Sani yang salting, mengalihkan tatapan pada kopi. Menyeruput pelan sambil senyum-senyum sendiri. Meski mengaku sedang patah hati dan susah untuk jatuh cinta lagi, namun tak bisa dipungkiri, perlakuan Yusuf membuatnya baper. Bertahun-tahun pacaran dengan Dafa, laki-laki itu tak pernah se so sweet ini. Dafa bukan tipe laki-laki romantis.
"Kenapa?" ternyata Sani yang senyum-senyun sendiri, tak luput dari perhatian Yusuf.
"Enggak, gak papa," sahut Sani gugup, malu ketahuan salting.
"Gak papa kok senyum-senyum sendiri?" Yusuf menahan tawa.
Sani menghela nafas panjang, meletakkan cangkir kopinya lalu menatap Yusuf. "Aku kayak berhadapan dengan orang lain tahu gak, bukan Pak Yusuf yang aku kenal. Pak Yusuf yang aku kenal itu sering nyebelin orangnya, suka ngamuk-ngamuk, kalau ngomong pedes banget. Tapi yang sekarang ada di hadapanku, kayak beda orang."

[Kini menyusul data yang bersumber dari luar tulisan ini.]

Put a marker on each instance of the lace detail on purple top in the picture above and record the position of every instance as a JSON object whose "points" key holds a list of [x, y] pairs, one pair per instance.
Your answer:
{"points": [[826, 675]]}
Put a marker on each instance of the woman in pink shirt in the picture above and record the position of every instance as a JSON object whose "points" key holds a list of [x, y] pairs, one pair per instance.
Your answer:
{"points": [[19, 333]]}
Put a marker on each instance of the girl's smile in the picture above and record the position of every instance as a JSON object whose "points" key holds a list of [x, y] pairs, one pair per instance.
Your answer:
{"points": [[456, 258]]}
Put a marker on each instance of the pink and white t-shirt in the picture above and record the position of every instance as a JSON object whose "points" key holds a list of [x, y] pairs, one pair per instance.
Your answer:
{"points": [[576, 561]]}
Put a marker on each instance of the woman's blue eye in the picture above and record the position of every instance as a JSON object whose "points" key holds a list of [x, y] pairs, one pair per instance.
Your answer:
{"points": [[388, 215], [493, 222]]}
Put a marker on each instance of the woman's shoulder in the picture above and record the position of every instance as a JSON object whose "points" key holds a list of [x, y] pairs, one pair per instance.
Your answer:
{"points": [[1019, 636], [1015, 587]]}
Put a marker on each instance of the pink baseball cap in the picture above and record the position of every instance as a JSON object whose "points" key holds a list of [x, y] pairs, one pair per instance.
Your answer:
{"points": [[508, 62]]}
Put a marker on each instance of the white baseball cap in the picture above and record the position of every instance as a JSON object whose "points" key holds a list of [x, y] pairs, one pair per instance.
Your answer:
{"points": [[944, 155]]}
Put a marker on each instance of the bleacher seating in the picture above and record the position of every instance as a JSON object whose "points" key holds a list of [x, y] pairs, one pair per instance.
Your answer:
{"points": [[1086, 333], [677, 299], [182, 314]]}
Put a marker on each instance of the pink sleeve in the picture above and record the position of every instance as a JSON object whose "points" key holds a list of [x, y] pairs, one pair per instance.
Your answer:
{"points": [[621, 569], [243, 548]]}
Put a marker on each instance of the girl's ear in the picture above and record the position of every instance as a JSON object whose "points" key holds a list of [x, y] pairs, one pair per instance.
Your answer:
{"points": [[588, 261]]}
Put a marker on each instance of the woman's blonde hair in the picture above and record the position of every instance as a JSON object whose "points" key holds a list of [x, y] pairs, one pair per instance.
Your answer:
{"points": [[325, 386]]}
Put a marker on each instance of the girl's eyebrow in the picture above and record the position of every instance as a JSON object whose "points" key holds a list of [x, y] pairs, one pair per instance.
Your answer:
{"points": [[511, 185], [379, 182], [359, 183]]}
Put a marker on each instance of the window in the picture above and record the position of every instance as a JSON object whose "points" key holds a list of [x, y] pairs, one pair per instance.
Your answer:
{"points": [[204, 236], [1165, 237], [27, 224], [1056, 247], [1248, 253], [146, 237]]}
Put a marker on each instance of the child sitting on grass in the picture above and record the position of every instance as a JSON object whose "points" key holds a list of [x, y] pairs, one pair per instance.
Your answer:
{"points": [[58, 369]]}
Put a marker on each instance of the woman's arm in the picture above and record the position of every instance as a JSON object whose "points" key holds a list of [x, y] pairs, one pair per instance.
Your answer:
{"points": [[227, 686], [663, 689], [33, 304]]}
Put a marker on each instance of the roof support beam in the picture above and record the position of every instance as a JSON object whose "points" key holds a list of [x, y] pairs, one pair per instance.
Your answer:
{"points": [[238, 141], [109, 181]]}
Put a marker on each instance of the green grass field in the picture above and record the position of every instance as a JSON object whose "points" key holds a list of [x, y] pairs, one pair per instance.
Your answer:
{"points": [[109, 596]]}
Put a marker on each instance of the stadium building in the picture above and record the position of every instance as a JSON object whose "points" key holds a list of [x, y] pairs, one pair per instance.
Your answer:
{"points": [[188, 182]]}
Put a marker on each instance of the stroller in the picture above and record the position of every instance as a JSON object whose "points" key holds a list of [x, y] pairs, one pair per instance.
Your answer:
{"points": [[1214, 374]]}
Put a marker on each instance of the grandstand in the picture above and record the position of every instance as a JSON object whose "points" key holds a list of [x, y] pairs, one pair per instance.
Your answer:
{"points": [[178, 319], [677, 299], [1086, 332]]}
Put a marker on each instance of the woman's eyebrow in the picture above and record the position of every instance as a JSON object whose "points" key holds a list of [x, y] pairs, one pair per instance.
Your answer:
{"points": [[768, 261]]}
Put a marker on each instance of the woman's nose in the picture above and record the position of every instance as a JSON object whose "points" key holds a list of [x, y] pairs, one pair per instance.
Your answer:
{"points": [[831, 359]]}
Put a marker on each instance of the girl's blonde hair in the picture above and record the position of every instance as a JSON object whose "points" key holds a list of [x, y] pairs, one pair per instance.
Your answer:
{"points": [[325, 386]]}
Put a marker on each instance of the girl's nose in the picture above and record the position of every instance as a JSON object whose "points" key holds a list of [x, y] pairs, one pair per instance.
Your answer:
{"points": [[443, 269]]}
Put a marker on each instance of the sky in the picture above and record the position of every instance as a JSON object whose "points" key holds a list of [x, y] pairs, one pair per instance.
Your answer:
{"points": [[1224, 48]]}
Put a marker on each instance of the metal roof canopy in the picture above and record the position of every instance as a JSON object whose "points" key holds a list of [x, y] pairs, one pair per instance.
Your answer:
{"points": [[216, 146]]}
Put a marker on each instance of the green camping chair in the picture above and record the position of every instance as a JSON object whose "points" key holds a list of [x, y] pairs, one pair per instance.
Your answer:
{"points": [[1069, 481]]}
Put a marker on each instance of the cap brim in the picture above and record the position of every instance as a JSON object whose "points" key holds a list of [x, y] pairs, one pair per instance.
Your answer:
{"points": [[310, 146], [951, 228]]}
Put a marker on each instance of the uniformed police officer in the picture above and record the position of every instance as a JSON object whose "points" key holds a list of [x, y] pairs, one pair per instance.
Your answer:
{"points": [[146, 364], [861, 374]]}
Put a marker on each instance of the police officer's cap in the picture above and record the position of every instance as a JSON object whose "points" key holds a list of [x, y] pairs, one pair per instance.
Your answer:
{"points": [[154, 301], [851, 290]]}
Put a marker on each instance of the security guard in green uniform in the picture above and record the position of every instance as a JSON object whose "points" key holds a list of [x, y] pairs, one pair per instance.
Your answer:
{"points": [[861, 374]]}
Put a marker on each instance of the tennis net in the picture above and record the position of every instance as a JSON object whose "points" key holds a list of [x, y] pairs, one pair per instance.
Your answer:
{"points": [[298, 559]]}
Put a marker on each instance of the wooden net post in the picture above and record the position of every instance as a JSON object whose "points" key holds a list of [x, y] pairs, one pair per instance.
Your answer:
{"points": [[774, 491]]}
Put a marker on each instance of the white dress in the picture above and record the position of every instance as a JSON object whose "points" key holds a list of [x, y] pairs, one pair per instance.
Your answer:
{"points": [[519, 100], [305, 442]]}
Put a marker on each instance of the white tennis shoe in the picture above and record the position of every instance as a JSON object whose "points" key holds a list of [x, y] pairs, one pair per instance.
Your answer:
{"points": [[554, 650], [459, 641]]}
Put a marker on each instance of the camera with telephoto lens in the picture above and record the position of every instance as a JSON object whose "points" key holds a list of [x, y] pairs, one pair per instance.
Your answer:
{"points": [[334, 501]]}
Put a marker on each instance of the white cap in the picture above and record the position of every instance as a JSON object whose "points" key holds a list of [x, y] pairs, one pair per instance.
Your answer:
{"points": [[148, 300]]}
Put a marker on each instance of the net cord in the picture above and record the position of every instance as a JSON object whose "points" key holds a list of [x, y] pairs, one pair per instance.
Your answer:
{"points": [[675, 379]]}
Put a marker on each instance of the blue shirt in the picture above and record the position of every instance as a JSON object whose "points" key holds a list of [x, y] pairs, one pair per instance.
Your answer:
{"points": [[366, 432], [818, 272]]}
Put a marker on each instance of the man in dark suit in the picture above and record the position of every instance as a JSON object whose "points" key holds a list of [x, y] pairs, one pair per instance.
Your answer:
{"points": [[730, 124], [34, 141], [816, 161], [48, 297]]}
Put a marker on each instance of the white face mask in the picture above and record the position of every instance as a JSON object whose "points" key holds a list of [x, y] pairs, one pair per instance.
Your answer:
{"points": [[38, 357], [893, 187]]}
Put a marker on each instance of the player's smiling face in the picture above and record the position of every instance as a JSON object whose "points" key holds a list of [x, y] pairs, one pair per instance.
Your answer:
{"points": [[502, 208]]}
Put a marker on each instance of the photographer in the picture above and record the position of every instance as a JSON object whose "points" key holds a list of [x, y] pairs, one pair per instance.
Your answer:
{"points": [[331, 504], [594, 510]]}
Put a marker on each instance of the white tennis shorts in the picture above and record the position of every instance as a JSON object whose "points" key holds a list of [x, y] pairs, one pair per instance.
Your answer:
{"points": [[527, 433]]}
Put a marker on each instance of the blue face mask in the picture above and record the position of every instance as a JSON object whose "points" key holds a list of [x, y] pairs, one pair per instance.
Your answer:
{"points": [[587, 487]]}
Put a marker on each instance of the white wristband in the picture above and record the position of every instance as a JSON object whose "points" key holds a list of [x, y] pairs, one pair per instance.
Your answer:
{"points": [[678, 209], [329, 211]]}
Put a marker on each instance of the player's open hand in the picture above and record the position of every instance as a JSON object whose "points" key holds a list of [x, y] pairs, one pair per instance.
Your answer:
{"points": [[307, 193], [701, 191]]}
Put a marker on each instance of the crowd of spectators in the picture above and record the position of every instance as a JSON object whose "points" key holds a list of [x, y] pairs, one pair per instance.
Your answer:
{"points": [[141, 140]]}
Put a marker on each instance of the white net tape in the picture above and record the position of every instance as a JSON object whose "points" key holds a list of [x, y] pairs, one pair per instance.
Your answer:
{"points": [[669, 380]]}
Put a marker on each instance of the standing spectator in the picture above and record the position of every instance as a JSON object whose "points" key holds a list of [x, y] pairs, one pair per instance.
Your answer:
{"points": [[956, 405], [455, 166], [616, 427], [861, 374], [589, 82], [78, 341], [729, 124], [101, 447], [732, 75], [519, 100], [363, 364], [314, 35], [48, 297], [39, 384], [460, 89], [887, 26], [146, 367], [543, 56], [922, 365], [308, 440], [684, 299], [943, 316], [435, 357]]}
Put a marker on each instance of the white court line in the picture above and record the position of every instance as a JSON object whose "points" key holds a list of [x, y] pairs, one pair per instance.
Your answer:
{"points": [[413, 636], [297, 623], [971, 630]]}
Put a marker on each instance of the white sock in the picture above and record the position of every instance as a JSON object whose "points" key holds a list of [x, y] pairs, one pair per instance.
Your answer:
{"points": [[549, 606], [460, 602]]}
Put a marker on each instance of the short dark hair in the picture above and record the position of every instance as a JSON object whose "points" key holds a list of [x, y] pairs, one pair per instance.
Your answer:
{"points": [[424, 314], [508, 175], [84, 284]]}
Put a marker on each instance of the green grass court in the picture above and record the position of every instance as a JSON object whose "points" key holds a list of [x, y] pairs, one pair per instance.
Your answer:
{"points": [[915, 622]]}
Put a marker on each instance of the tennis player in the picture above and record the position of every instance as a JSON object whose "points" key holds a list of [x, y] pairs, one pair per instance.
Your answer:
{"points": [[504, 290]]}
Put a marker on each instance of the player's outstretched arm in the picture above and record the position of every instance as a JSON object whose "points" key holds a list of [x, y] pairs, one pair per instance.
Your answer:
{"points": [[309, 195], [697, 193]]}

Yusuf terkekeh pelan, menyentuh tangan Sani yang ada di tas meja lalu menggenggamnya. "Ya iyalah beda. Itu kan Yusuf bos kamu, ini Yusuf calon suami kamu. Cara aku ngetreat calon istri dan sekretaris, jelas beda," menarik tangan Sani, menciumnya.
...----------------...
Keesokan harinya, Yusuf menjemput Sani di kosannya. Mereka lalu ke mall untuk mencari cincin nikah. Urusan surat menyurat, sudah diurus asisten Yusuf, namun karena terlalu mepet dengan tanggal pernikahan, kemungkinan besar surat nikahnya belum jadi pas hari H.
"Ini bagus gak sih?" Sani menunjukkan sepasang cincin pada Yusuf. Sebenarnya ini bukan cincin yang paling bagus, hanya saja, harganya masuk akal. Ia tak mau memilih yang terlalu mahal, takut dikira matre.
"Tapi kayaknya ini lebih bagus deh," Yusuf mengambil kotak berisi sepasang cincin exclusive yang harganya luar biasa mahal. Tadi tak sengaja, ia melihat Sani memperhatikan cincin tersebut."
"Tapi.. apa gak kemahalan?"
"Gak ada yang mahal kalau buat kamu. Gimana, mau gak?"
Sani tersenyum sambil mengangguk malu-malu. Sejujurnya sejak pertama datang tadi, ia sudah langsung jatuh cinta pada cincin tersebut.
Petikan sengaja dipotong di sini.